Nearly one in five women suffer such from mental health problems at some point during the perinatal period, from conception up until 12 months after the birth of the child, and this can have very serious consequences for mothers, babies and families.
Dr Elizabeth Ford, Lecturer in Research Methodology in Primary Care and Public Health at Brighton and Sussex Medical School, and colleagues conducted a review of the published research literature on perinatal depression and anxiety, revealing some worrying findings about diagnosis and treatment of these disorders. GPs and others working in primary care, including midwives and health visitors, are likely to be the first point of contact for women with these problems, but there is a serious shortage of community-based services to which women can then be referred for treatment.

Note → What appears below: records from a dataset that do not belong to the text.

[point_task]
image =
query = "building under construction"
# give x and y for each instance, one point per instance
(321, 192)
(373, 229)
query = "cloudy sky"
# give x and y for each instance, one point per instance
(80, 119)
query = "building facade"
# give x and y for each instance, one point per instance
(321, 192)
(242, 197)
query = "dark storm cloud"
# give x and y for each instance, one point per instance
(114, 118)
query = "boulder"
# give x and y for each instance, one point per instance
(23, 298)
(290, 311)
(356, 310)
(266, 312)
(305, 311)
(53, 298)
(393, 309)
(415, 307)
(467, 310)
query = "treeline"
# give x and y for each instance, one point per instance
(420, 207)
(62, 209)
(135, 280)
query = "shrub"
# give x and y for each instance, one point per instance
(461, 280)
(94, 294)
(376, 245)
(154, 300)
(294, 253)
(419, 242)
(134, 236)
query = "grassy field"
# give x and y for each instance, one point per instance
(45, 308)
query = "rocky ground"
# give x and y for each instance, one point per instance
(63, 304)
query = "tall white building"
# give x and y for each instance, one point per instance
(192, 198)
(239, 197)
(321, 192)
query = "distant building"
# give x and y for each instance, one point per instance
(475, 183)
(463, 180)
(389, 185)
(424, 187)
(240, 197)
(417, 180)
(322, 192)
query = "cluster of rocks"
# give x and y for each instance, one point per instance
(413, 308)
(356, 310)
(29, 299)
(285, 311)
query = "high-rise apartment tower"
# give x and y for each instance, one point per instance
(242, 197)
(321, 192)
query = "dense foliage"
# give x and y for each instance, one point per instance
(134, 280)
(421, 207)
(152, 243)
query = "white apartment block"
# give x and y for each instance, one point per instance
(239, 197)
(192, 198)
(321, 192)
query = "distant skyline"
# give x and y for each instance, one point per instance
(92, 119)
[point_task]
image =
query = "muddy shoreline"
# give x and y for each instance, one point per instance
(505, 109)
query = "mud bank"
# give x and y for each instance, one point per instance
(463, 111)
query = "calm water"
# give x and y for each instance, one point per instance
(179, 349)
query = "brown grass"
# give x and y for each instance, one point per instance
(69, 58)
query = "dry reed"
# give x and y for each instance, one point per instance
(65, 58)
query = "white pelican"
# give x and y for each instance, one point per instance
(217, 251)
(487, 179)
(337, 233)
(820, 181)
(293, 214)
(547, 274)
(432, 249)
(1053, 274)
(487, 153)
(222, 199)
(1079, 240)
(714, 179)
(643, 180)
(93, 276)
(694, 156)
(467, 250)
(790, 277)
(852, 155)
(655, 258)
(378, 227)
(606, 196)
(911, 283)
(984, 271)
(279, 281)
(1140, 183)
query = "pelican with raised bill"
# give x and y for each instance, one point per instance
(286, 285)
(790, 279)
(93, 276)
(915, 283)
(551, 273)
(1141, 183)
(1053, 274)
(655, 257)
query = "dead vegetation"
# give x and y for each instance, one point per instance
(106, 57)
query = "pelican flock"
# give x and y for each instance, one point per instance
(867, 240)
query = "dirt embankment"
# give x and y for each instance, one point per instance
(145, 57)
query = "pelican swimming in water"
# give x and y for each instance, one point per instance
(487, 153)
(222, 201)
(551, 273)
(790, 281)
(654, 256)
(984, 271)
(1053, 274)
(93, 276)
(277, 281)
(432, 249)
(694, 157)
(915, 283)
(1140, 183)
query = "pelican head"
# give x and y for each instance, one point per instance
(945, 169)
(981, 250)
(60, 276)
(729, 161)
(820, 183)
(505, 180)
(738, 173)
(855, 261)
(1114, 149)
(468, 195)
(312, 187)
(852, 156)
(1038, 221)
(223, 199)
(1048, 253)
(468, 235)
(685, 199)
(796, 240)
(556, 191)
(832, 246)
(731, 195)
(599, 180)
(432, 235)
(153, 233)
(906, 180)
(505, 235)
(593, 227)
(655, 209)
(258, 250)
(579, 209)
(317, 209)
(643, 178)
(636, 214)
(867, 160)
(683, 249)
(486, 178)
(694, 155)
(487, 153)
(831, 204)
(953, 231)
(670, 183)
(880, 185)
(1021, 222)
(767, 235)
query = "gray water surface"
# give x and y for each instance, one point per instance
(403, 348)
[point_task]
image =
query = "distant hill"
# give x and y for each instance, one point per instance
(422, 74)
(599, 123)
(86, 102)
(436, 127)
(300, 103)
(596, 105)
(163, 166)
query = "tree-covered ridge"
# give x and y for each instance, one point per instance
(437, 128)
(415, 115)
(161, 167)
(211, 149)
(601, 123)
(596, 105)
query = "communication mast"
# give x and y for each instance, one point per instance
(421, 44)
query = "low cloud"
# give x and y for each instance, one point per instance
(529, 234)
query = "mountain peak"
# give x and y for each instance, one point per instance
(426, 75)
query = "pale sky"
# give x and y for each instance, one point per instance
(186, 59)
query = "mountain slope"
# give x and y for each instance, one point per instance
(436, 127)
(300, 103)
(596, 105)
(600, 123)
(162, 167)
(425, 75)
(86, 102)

Dr Ford said: “It can be challenging for GPs to manage mental health problems in the perinatal period. GPs report that current guidelines are not helpful and they prefer to use an individualised approach with perinatal women. The shortage of specialised community perinatal mental health teams means many GPs feel isolated in dealing with perinatal mental health problems. Because of the lack of appropriate services, women who would benefit most from talking therapies are instead being treated with antidepressants, which they may be reluctant to take.”
Dr Ford’s team suggested a number of ways to improve perinatal mental health provision. These include better GP training in perinatal mental health, identifying a GP lead within practices to liaise with midwives, health visitors and mental health services, and ensuring that funding for perinatal mental health finds its way into primary care.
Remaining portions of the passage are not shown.